Maia, however, is more than a visiting artist; in fact, she grew up in the Kathmandu Valley.[break]
“I came to Nepal with my parents, both of whom are linguists, in 1988 when I was five years old,” she shares, over a conversation at the New Orleans Café in Pulchowk, Lalitpur. Not too far away, at Dhobighat, is the Kathmandu International Study Center where Maia studied as a child and is currently working as a substitute art teacher there.
“I left for Seoul in 2000 to pursue my higher education,” informs the artist who completed her Bachelor of Fine Arts from the same city. After graduation, Maia collaborated with two of her friends to found ‘Chill’—an artists’ collective focused on independent publication in Seoul. “ ‘Chill’ in Korean means ‘to paint’,” she puts in.
However, the group discontinued ‘Chillzine’ after five issues. Maia then shifted to Italy. “I worked in the visual communications department of Colors magazine,” says Maia, who recently worked with photographer NayanTara Gurung Kakshapati for a Colors project in Kathmandu.
Back from Italy, Maia plans to stay in Kathmandu until July of this year.
“I started writing poems when I got here and that’s how the idea for the paintings evolved,” reveals Maia. The identities she portrays are namely the Sleepwalker, the Lover, the Daughter, the Outsider, the Believer, the Philosopher, and the Stranger.
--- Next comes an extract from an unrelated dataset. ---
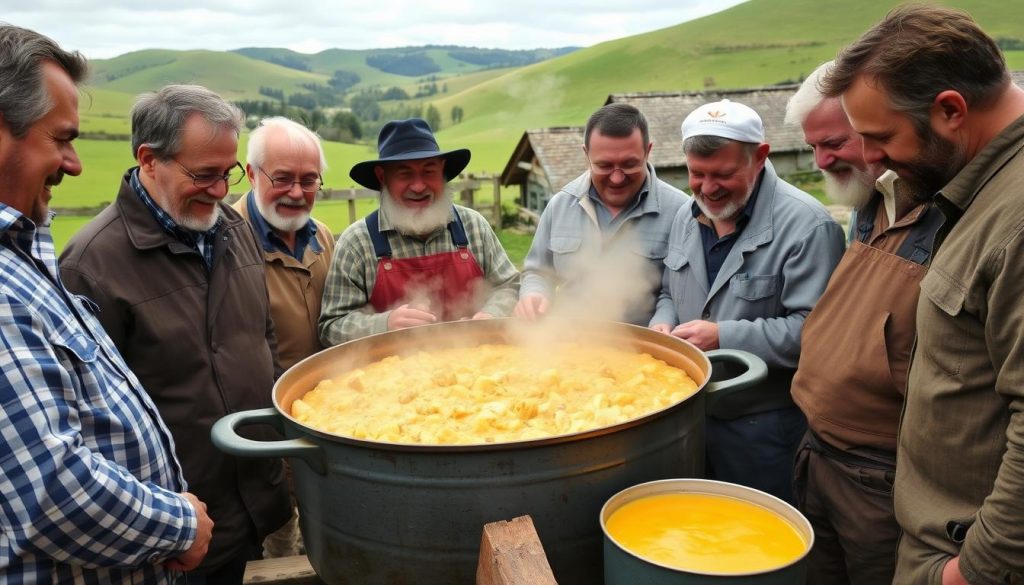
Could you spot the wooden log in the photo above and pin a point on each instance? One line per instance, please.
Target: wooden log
(283, 571)
(511, 553)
“I think that gouache is the perfect middle between watercolor and acrylic because it has a delicate sensitivity to it,” states Maia of her choice of material. The artist, who draws inspiration from traditional folk art from Korea to Mithila, adds, “I’m obsessive over small details, patterns and miniatures.”
Maia is currently working on 23 x 33cm sheets of paper but wants to go even smaller in the future.
“I’ll be exhibiting my poems alongside the paintings. But my paintings don’t fully illustrate the poems but only the main character,” says the 27 year old. Maia will be reciting her poems in a performance with two members of Kutumba, a folk instrumental band, at the opening of her exhibition.
“Recollections of the lonesome traveler” will open at the Siddhartha Art Gallery in Baber Mahal Revisited on Sunday, May 16 at 5:30 pm. The show will remain open till June 3.